Vielleicht nicht im Bett oder in der Küche, aber ich kann lernen.
Sie stieg über das Geröll, verwünschte den Schlamm, der ihre Schuhe beschmutzte, und sprang auf der anderen Seite des Erdhaufens wieder hinunter. Dunross’ Rolls und sein Chauffeur standen an der Spitze der Autokolonne.

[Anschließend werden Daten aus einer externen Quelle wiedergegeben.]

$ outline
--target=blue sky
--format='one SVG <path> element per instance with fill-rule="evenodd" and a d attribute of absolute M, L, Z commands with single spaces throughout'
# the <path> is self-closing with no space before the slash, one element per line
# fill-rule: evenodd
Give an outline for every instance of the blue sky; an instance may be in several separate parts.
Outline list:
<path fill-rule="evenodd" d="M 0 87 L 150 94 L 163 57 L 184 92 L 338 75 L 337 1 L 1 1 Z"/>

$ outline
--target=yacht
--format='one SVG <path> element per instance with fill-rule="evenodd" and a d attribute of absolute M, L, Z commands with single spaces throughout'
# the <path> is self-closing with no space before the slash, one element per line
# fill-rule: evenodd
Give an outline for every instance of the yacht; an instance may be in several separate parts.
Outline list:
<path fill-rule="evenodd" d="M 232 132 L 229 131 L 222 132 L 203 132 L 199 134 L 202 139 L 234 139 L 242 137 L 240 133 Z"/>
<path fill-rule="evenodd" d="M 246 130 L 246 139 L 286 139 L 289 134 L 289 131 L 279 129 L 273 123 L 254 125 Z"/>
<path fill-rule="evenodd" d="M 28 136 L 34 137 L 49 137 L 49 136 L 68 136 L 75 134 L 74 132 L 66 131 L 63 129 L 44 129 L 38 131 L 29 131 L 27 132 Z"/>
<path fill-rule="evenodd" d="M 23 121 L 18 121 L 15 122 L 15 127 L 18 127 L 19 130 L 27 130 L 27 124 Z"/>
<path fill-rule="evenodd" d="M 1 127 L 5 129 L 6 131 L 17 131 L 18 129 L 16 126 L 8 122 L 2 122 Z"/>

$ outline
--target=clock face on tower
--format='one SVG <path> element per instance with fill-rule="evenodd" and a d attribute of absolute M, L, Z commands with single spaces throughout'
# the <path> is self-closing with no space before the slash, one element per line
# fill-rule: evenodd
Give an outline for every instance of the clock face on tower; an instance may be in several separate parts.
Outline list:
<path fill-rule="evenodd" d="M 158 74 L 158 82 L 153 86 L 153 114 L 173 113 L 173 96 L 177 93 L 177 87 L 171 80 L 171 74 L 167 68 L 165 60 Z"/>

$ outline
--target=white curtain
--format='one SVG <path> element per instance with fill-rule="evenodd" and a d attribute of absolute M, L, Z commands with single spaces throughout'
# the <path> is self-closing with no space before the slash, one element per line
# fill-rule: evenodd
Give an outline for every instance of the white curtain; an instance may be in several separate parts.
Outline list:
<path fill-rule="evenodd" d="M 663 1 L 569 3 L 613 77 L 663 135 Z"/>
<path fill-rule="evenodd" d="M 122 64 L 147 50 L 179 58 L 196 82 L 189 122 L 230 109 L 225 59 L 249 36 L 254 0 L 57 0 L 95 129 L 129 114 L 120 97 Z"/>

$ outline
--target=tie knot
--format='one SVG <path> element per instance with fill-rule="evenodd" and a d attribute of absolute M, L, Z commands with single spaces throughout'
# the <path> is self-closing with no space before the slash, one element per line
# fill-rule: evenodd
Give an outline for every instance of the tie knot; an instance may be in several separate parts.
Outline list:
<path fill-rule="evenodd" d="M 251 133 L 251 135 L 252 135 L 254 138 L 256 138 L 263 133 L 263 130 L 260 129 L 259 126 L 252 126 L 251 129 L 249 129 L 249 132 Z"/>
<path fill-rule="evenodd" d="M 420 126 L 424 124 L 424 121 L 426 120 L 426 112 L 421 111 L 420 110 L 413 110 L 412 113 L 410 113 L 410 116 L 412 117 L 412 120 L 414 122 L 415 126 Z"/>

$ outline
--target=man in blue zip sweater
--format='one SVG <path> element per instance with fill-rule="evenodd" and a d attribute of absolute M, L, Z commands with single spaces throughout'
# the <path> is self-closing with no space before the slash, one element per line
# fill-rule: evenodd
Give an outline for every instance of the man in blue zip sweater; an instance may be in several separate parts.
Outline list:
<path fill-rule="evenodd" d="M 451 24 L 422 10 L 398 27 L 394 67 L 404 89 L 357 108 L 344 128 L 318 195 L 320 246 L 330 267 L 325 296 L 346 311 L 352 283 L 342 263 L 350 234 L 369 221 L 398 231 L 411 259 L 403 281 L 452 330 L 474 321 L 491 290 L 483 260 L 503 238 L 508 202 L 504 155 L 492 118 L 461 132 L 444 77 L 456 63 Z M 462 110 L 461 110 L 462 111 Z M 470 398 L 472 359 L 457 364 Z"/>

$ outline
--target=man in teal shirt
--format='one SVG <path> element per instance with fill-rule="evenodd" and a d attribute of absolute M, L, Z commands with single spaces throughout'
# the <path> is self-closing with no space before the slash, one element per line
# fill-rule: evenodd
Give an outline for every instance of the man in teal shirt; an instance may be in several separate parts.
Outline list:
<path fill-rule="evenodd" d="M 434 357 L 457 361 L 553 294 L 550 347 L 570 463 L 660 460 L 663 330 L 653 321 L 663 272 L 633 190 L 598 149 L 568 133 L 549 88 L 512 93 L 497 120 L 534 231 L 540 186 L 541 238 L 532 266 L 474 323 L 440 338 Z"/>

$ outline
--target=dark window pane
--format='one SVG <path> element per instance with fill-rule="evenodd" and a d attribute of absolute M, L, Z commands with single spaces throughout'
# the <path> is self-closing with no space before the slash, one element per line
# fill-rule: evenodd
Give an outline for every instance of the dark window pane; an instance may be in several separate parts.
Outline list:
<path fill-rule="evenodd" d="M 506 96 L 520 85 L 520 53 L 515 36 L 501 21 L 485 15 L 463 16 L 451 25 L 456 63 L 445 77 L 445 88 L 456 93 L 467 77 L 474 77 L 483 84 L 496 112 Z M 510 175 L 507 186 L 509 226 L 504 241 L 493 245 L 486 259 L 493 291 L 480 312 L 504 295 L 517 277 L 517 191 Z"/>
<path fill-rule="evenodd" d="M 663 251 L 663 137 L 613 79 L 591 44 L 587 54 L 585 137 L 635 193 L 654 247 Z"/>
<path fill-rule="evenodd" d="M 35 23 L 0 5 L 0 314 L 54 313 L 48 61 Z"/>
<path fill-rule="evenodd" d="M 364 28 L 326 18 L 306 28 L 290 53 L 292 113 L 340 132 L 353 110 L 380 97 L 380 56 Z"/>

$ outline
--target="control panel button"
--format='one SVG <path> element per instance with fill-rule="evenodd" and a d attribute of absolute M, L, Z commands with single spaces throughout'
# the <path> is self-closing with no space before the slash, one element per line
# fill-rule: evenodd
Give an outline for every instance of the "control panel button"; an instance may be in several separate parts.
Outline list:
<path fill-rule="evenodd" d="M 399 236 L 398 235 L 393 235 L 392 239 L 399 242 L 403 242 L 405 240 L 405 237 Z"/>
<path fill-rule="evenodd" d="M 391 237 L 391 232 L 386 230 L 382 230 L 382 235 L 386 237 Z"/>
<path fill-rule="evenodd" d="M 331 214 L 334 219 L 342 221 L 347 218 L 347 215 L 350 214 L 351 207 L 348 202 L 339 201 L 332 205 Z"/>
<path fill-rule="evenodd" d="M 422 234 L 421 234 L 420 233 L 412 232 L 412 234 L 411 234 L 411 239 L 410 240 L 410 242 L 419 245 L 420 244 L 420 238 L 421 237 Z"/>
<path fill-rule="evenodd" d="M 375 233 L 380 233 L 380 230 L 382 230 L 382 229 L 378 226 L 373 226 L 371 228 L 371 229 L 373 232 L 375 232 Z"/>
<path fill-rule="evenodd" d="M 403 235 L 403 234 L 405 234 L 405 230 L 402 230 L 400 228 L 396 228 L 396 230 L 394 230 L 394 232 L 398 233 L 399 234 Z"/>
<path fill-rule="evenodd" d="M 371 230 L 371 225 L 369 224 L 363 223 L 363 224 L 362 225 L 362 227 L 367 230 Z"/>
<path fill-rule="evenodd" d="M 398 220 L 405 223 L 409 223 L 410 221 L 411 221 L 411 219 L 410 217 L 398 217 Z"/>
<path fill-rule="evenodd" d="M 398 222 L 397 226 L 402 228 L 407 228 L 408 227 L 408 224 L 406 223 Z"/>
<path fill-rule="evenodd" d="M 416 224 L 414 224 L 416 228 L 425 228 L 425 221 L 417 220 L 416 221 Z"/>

»Verzeihung, Misee, ist der Tai-Pan noch oben?«
»Ja, er ist noch oben.«
»Danke sehr.« Der Fahrer verschloß den Wagen, kletterte über den Erdwall und eilte die Straße hinauf. Casey drehte sich nach ihm um. Ihre Blicke trafen auf Orlanda, die hinter ihr herkam. Am liebsten hätte sie sie niedergestoßen, in den Dreck gestoßen. Der Gedanke belustigte sie. Aber Orlanda schritt furchtlos an ihr vorbei. Könnte sein, du hast genau solche Angst vor mir und meiner Macht wie ich vor dir und deinem Einfluß, dachte sie. Sie richtete ihren Blick auf den Rose Court, einen glitzernden, strahlenden Turm, und fragte sich, welches Licht Linc einhüllte oder hinter welchem dunklen Fenster er sich verbarg.